Прошедший почти незаметно День памяти жертв политических репрессий (30 октября) был отмечен дежурной серией публикаций c традиционным сокрушением о том, что каемся мы неправильно, Ленин не похоронен в земле, улицы городов, а иногда и сами города, еще носят фамилии «коммунистических чикатил» — метафора принадлежит известному публицисту Ольшанскому.
Сокрушаются, конечно, не все – коммунисты, как и положено, против, но это не важно… Я вот о чем. Не являясь приверженцем «красных» идеалов и эстетики, замечаю за собой в последние годы, что эти сокрушения и призывы начинают раздражать. Закономерный вопрос – почему? Сразу ответить трудно – наверное, потому что так же неприятен человек, который упорно отказывается от родства с кем-то не слишком, по его разумению, пригожим, хотя генеалогическое древо, внешность и даже ДНК свидетельствуют – родство есть. Самое прямое, прямее некуда.
Безмерно много сказано о закономерностях, в силу которых развалилось Советское государство — с некоторых пор принято считать «репрессиями» не только период Большого Террора, но всю его 74-летнюю историю… Но о закономерностях победы Советов говорится мало и в основном по канонам сказки или авантюрного романа – большевики являются в Российскую империю (благостную или гадкую – не важно), как своего рода инопланетяне, либо проникают тайно (опломбированный вагон и пр.) вследствие гениальной операции кайзеровского генштаба и пакостей «англичанки». Конструкция очень удобная, ибо беспредельно простая, к тому же универсальная – т. е. подходит и русофобам, и православным, и даже неокоммунистам, поскольку, если «катастрофу» заменить на «спасение», конструкция принципиально не изменится. Двухцветное зрение (в данном случае красно-белое), оно вообще ничего сложнее сказки воспринимать не способно, никаких «ритмов истории», философий истории и прочей профессорской мутотени оно не разбирает.

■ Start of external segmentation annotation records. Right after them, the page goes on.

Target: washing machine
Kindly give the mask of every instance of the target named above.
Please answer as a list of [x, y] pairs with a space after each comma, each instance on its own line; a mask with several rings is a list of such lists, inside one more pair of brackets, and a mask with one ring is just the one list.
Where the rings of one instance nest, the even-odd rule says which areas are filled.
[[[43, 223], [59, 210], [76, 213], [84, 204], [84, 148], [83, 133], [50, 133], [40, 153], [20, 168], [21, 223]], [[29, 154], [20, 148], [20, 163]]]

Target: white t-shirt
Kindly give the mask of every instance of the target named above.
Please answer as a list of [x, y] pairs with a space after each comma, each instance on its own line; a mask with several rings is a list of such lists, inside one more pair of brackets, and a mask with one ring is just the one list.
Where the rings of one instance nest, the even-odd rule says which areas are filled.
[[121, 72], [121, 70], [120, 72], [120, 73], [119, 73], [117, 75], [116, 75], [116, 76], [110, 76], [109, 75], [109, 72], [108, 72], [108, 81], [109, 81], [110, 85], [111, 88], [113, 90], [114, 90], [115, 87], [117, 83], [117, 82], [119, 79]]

В 1938 году – по символическому совпадению именно в разгар Большого Террора — в Германии выходит книга Николая Бердяева «Истоки и смысл русского коммунизма» — видимо, первый опыт целостного осмысления Октября. Пересказывать содержание смысла нет, напомню только два момента, которые нынче важнее прочих. Цепь событий начинается за 200 лет до Революции, еще с Петра, и все события связаны и порождают персонажей, которые суть новые звенья. И все это автор видит как историю, судьбу одного народа, огромного, мощного, мятущегося, порождающего и великих святых, и невероятных чудовищ, и уже поэтому не способного подвергнуться никакому «инопланетному» нашествию. Такой народ все делает сам, даже чужое он превращает в свое, оставаясь самим собой. Как пелось в пафосной комсомольской песне «Мне не думать об этом нельзя, и не помнить об этом не в праве я, это наша с тобою земля, это наша с тобой биография». Мужество и мудрость нужны, чтобы признать и повторить – да, наша, и ничья больше.

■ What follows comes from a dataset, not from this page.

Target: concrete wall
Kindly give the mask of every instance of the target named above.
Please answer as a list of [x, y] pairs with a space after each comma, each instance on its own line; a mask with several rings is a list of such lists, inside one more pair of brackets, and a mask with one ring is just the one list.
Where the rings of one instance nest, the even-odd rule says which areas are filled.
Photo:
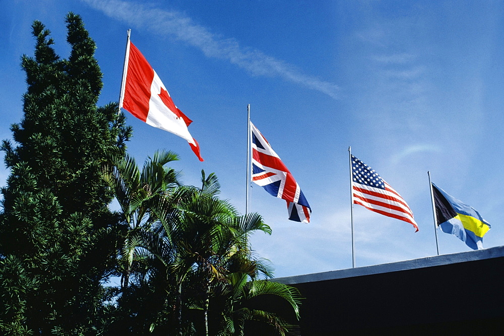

Вместе с двумя порочными подходами к советской истории – все очернить и все обелить – существует и третий, куда более порочный – все забыть, как неприличную болезнь. Я – не я, лошадь не моя, обои переклеить, таблички заменить, жить с чистого листа, прошедшее считать своего рода комой, «историческим провалом».
Собственно, такой подход уже реализован в бывших советских республиках, особенно активно в одной стране на букву «у», где утвердилась стойкая уверенность, что от тотального сноса советских памятников и замены всех без исключения названий жизнь забьет новым ключом, заводы сами отстроятся и заработают, ямки на дорогах заровняются, свиньи сами откормятся, опоросятся и зарежутся. Подобного рода примитивный магизм наблюдается и у нас – «как можно надеяться на какие-то перемены к лучшему, когда в самом сердце страны лежит мумия» и т. д. Но мумия эта – и при жизни, и после смерти – плоть от плоти, кровь от крови русской истории, начиная с Петра, а может и раньше. И в том, что дело «мумии» победило вопреки всему и побеждало в последующие десятилетия, есть своя закономерность, пусть даже местами ужасная – но это «наша с тобой биография». Не признавать это – проявление позорной, непростительной слабости. А слабых, на минуточку, — бьют. Пушкин знал такого рода мужество.
Воспоминание безмолвно предо мной
Свой длинный развивает свиток;
И с отвращением читая жизнь мою,
Я трепещу и проклинаю,
И горько жалуюсь, и горько слезы лью,
Но строк печальных не смываю.
Сильный старое не сносит, он строит новое. Никакие «мумии в сердце» ему не помешают – наоборот помогут, хотя бы тем, что хранят память и учат строже относиться к самому себе, ведь все это случилось именно с тобой.